Marita Bonner’s play The Purple Flower was first published in 1928 in The Crisis, a magazine founded by the NAACP with W. E. B. Du Bois acting as the magazine’s first editor. The play presents an allegory of racial discrimination in the United States, contrasting two populations–the Us’s and the White Devils, a controlling upper class, flush with wealth drawn from their oppression of the Us’s. The Us’s, writers Bonner, “can be as white as the White Devils, as brown as the earth, as black as the center of a poppy. They may look as if they were something or nothing.”
The play opens with a description of the Sundry White Devils; their soft hair and eyes betrayed by their red horns, red with blood, deceit, and unholy desire. “The White Devils live on the side of the hill,” writes Bonner. “On top of the hill grows the purple Flower-of-Life-at-Its-Fullest. This flower is as tall as a pine and stands alone on top of the hill.

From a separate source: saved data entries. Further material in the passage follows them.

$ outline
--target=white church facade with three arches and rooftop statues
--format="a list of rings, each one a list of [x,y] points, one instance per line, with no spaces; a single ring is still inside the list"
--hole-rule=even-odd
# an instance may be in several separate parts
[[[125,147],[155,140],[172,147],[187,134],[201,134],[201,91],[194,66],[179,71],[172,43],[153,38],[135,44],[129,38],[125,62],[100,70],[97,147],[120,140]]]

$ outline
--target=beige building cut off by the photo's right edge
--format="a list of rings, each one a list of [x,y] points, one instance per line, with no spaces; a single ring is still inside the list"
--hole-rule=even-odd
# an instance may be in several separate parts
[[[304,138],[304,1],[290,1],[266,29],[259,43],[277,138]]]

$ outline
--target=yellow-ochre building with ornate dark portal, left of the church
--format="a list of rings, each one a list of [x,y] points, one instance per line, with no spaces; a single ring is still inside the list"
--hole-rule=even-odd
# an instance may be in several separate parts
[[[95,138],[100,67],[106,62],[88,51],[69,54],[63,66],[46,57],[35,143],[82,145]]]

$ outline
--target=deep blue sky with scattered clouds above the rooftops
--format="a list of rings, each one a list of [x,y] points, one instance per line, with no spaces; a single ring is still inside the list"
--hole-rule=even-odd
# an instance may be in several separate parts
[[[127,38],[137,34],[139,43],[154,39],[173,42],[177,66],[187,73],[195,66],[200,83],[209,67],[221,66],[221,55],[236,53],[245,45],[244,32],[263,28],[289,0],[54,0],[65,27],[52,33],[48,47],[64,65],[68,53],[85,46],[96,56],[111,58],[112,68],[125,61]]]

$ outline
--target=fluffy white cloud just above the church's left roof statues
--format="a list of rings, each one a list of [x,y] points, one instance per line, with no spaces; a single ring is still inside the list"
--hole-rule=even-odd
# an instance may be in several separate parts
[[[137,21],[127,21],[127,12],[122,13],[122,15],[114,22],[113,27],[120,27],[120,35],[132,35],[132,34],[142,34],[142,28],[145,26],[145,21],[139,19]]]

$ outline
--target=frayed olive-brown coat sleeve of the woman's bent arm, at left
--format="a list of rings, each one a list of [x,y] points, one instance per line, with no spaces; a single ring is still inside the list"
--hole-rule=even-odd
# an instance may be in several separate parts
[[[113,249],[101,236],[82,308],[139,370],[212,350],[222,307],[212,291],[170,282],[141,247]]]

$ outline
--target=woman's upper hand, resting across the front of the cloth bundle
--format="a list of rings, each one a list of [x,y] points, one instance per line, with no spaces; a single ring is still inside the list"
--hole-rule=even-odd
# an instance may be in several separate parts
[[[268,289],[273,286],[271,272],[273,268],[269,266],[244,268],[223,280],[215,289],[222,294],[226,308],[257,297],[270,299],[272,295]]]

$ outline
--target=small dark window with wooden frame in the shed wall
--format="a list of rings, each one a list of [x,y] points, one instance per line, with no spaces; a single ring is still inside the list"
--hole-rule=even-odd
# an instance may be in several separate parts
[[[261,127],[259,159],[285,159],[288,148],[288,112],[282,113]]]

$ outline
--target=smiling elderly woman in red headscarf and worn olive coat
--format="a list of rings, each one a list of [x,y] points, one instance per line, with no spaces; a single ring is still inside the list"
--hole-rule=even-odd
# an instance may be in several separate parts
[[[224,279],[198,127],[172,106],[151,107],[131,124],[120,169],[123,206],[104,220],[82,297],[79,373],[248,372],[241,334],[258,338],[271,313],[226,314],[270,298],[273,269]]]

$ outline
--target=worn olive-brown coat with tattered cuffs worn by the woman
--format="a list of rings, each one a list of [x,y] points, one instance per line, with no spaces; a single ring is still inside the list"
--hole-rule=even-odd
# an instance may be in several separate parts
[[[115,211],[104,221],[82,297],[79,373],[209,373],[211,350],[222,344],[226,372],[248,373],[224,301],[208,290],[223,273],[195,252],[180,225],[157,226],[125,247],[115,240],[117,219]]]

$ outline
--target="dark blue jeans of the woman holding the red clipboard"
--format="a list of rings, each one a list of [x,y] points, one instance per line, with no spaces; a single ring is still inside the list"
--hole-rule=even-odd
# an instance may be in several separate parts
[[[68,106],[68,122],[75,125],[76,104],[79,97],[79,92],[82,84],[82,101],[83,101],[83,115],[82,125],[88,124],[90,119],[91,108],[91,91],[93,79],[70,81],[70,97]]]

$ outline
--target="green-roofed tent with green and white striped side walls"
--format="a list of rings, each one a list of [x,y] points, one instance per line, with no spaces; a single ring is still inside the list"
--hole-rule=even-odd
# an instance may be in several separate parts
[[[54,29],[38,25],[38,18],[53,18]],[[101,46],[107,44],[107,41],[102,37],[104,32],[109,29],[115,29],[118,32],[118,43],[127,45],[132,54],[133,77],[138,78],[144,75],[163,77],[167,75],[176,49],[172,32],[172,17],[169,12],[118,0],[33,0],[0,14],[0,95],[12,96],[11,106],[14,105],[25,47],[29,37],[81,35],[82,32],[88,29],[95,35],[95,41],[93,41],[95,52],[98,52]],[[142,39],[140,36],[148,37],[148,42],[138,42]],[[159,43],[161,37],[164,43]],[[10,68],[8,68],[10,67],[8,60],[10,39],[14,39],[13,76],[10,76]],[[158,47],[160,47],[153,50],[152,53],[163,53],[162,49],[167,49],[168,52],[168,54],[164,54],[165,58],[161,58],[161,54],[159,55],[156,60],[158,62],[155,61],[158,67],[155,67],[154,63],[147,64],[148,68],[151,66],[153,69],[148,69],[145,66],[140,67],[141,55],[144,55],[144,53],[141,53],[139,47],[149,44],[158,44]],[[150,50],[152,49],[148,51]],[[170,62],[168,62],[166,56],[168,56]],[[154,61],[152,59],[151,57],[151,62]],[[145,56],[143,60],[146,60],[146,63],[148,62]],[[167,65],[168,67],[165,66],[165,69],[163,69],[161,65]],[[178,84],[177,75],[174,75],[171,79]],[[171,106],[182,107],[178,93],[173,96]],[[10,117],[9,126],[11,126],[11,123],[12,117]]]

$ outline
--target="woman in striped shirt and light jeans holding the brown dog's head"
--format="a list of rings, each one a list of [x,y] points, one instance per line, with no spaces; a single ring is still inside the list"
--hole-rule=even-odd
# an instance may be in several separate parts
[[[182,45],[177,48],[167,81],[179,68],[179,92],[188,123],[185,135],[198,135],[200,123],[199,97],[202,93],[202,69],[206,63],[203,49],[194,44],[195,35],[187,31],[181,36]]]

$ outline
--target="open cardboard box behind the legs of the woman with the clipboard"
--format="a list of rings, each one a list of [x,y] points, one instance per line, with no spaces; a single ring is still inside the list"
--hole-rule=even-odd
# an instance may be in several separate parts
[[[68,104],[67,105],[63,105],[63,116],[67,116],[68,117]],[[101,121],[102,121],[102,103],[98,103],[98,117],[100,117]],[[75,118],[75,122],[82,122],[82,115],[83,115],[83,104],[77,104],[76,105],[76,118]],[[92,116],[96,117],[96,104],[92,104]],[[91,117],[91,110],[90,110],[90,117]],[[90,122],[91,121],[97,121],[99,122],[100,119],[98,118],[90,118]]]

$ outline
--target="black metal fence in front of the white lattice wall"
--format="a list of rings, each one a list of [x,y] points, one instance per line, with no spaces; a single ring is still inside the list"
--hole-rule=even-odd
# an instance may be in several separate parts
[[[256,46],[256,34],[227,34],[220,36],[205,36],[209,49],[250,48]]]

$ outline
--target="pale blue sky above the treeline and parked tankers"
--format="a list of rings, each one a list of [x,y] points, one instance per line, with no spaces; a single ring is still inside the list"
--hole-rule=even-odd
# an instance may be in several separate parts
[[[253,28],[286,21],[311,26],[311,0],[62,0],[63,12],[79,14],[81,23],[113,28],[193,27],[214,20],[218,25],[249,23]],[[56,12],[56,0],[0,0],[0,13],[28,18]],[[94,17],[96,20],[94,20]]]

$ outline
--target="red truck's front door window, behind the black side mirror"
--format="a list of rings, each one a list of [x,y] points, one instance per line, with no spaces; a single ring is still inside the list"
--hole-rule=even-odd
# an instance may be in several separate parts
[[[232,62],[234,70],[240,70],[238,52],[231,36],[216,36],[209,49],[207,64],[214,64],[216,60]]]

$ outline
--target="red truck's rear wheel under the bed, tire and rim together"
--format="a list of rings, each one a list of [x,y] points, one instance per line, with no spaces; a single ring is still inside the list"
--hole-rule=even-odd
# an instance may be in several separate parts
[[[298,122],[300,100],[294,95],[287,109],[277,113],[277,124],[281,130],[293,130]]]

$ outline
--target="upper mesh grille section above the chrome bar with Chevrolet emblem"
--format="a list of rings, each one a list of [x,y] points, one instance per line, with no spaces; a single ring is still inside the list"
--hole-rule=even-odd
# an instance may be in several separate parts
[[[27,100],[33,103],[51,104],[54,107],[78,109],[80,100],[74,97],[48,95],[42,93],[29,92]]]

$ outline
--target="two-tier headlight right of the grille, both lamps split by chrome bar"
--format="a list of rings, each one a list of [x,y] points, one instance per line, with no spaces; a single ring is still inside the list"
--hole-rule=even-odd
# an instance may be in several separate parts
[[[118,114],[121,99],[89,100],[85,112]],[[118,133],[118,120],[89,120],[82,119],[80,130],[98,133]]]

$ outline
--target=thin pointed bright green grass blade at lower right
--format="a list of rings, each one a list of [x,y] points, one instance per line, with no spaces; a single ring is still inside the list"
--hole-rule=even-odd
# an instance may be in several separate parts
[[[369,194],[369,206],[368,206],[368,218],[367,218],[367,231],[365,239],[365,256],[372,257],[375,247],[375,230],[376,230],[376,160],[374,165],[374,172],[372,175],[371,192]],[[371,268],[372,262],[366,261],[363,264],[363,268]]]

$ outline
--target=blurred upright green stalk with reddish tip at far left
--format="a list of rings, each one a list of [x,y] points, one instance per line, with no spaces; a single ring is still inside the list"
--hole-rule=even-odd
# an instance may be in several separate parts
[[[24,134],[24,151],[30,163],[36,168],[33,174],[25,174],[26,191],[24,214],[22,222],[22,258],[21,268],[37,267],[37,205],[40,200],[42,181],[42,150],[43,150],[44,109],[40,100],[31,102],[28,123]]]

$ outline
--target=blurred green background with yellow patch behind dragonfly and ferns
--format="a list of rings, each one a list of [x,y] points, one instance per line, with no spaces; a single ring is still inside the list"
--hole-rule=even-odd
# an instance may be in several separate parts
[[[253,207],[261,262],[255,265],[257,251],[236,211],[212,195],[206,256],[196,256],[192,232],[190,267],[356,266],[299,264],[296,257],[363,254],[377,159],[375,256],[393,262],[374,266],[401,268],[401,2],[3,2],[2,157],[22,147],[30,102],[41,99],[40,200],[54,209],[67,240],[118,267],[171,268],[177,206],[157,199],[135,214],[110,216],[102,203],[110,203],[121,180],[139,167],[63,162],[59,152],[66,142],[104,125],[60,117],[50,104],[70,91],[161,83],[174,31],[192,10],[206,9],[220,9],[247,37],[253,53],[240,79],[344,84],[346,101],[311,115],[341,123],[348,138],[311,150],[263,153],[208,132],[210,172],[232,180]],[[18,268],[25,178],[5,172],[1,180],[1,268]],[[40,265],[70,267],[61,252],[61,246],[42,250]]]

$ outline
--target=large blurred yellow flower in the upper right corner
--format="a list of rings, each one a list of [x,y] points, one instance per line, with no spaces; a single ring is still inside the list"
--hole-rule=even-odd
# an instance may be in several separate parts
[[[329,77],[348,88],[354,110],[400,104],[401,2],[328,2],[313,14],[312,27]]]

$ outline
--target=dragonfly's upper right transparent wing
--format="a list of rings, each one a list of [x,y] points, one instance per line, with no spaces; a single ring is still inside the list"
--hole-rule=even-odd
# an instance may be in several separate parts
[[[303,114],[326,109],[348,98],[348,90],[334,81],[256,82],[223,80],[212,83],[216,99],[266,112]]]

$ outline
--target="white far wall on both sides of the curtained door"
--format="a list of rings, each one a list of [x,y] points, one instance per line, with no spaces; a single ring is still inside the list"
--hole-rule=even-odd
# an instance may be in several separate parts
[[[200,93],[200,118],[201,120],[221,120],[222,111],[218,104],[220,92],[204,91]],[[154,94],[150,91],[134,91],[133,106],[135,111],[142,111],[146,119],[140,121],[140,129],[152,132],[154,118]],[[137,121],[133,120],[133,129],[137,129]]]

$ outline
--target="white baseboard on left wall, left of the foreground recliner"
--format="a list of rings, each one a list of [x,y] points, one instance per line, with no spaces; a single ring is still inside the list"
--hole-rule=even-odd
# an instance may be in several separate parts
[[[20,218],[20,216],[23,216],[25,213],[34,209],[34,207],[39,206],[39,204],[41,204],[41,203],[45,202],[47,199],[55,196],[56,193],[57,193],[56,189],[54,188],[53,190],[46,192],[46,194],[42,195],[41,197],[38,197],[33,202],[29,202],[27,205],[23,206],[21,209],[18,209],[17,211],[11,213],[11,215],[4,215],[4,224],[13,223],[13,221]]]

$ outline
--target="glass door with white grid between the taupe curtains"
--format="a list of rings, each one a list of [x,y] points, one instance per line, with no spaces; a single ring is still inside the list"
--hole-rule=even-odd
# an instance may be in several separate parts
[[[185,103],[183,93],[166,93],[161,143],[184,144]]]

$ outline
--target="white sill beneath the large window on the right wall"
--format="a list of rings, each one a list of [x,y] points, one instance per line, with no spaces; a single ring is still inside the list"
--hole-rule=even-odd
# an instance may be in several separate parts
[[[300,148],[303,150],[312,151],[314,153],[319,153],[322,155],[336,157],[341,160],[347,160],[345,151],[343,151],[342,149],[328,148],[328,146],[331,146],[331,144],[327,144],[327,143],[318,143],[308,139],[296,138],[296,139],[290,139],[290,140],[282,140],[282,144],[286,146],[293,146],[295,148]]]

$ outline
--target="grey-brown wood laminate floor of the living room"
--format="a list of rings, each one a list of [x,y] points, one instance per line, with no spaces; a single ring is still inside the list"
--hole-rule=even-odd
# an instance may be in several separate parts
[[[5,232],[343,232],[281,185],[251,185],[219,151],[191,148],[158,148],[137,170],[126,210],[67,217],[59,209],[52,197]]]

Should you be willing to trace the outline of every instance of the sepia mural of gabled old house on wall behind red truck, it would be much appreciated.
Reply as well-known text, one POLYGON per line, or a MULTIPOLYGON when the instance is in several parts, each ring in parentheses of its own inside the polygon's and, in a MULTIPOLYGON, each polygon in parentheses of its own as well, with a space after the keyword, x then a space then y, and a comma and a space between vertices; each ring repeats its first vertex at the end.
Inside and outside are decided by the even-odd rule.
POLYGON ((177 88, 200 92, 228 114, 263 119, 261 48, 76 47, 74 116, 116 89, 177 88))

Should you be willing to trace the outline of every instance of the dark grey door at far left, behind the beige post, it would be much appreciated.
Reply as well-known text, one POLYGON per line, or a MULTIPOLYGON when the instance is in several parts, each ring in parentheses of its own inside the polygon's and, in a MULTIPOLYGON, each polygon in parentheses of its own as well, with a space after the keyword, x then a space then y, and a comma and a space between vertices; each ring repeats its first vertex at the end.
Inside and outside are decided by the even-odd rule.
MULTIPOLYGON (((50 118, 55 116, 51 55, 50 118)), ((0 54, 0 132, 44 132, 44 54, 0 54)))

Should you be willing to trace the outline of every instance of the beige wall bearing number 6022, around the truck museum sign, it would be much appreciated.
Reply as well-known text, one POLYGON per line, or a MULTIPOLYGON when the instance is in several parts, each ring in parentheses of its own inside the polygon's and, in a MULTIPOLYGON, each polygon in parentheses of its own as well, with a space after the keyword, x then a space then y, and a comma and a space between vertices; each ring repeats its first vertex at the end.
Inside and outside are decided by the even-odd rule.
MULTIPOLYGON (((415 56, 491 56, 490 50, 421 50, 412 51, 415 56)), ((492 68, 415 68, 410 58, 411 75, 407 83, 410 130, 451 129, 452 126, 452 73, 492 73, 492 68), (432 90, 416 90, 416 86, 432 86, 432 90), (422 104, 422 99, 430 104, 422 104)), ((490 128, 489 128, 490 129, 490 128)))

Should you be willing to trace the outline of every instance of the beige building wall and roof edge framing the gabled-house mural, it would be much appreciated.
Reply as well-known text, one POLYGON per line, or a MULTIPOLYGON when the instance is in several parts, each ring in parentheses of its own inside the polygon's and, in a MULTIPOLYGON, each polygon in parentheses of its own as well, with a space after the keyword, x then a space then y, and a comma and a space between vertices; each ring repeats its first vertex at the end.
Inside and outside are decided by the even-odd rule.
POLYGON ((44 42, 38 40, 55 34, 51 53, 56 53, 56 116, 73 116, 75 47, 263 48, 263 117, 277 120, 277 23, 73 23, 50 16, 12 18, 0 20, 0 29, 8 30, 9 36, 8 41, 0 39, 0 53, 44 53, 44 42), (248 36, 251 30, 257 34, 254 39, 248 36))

The Us’s live in the valley that lies between Nowhere and Somewhere and spend their time trying to devise means of getting up the hill.” Despite the White Devils’ claim that if the Us’s work hard enough–cultivating the valley, building the White Devils’ houses–they can ascend the hill, 200 years of, essentially, slavery have passed without progress. The books written by the White Devils do not allow the Us’s to transcend the White Devils. Money accumulated by one of the Us’s does not amount to wealth or power as the White Devils will not accept it. The White Devils continue to sing, “You stay where you are! We don’t want you up here!” The play ends on the precipice of the Us’s revolt.
I’d wager that the audience that watched Lavender Terrace saw one of two plays, depending on their familiarity of Bonner’s The Purple Flower. Prior knowledge of the play’s plot is helpful in identifying parallels between the works. For example, the beautifully rendered, papery backdrop that is divided into three rough-edged sections pulls double duty by symbolizing the hill while also acting as a fragmented projection screen. In Act I, which is a one scene video piece titled “Framing the Genesis,” the spoken line, “resting with their bodies towards Nowhere,” is audible. This line provides a clue that the soft focused figures on screen are part of the Us’s. Their backs are facing Nowhere, their heads and arms and hands are reaching toward the hill, toward Somewhere, toward a place of prosperity and, once there, equality. On its own, it’s a beautifully impressionistic film, a pleasure to watch alongside the organic sounds of piano and upright bass clipping and looping. But watching within the context of The Purple Flower adds weight to the sequence.